Huari is a small town in the Ancash Region in central Peru. It is the seat of the Huari Province. It lies on the eastern slope of the Andean mountain range known as the Cordillera Blanca. The economy of the providence is primarily agricultural, and at least half the population are engaged in subsistence horticulture, raising potatoes, sweet potatoes, other native tubers, quinoa, maize, wheat, barley, tomatoes, peppers, and some other vegetables. Many residential households also raise a few animals, including goats, sheep, pigs, occasionally cattle, guinea pigs (cuy), rabbits, chickens, and ducks. Much of the trade in this rural area is barter.

Huari is connected to the electric grid, and in 2005 some of the surrounding villages were just beginning to be connected to the grid.

History

Huari in the year 1965
In the mid-1960s electricity was locally generated by a small hydroelectric plant. The plant supplied AC power from dusk to dawn; at dawn the natural-stream water was diverted back into the water pipes that supplied potable water until dusk. Electricity and running water was available to less than a hundred Huari businesses, government offices, private residences, and the public school; and for the Diocese of the (Roman Catholic) Bishop of Huari, and for less than two dozen streetlights.

Several streets—mostly no wider than four meters—were cobbled and maintained for vehicular traffic. There were no concrete or asphalted streets, although many streets had raised cobbled sidewalks.

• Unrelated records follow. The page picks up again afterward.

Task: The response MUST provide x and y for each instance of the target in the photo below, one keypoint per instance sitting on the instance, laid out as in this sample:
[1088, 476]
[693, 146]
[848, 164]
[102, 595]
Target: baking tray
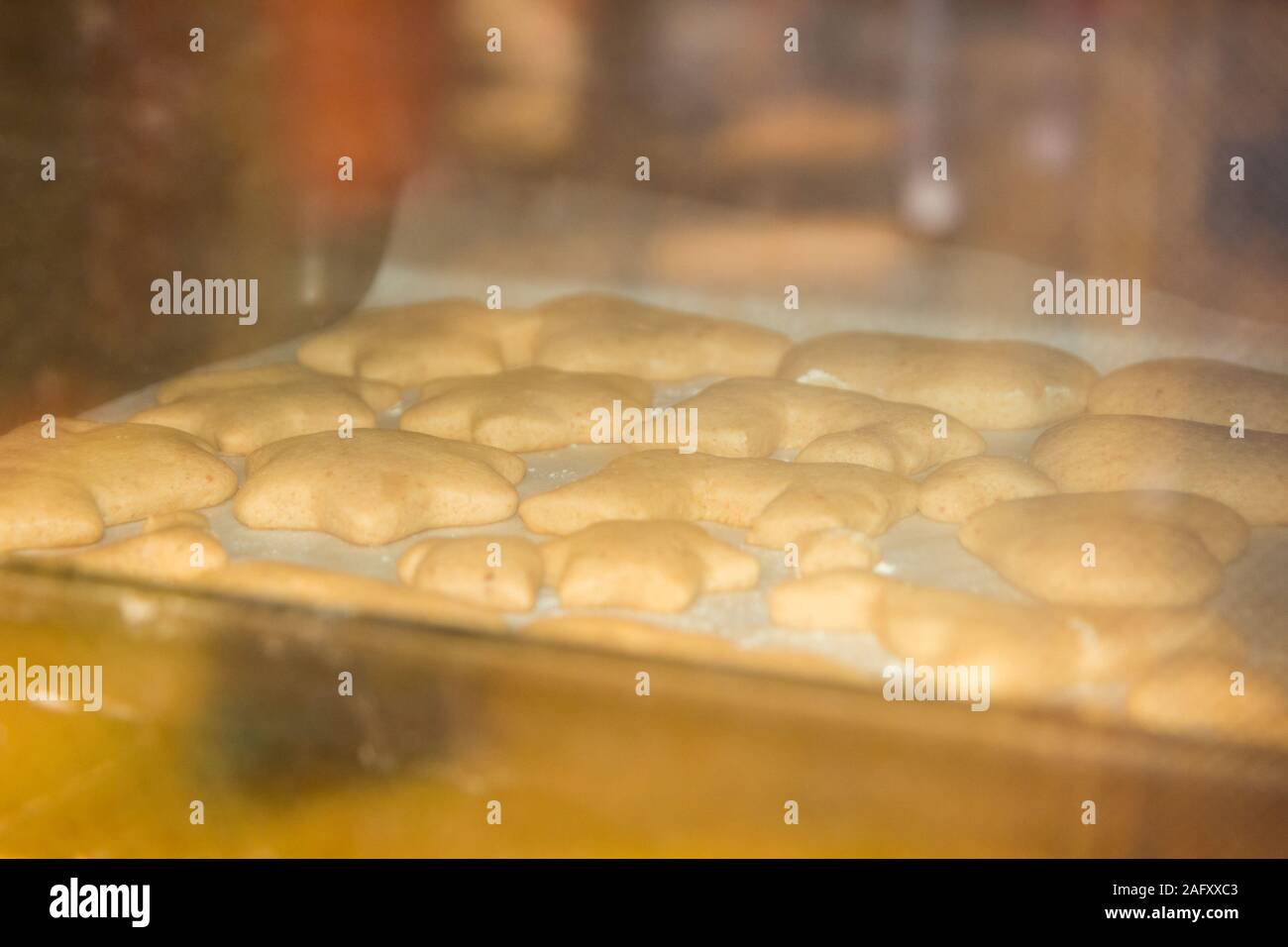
[240, 696]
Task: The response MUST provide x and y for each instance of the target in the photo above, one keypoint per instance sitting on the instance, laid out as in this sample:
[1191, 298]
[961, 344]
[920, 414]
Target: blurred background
[223, 162]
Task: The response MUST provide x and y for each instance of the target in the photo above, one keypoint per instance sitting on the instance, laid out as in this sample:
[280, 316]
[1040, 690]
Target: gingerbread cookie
[1199, 694]
[1031, 651]
[991, 385]
[589, 333]
[824, 551]
[377, 486]
[776, 501]
[1125, 549]
[241, 411]
[1196, 389]
[377, 394]
[1109, 453]
[62, 491]
[492, 571]
[523, 410]
[754, 418]
[962, 487]
[652, 566]
[410, 344]
[601, 333]
[168, 554]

The drive from Huari westward to the Pan-American Highway during fair weather required six to eight hours on packed-earth and graveled roads until arriving at the asphalt-paved Pan-American Highway on the Pacific coast near the town of Comas. Crossing the Cordillera Blanca was facilitated by a one-lane tunnel about 800 meters length.  This tunnel was a 5-meter cylindrical tube that had been blasted and cut through rock. The ceiling and walls were unfinished, and year-round the water seeps at numerous places kept the rough but generally level one-lane roadway constantly muddy and covered with puddles. Crossing this generally east-west highway about halfway between the Cordillera Blanca and the Cordillera Blanca is the north-south highway between the Ancash capital, Huaraz, and the large ancient town of Recuay. From Huari the city of Huaraz was a motor-vehicle trip of about four hours; the distance from Huari to Recuay was somewhat less.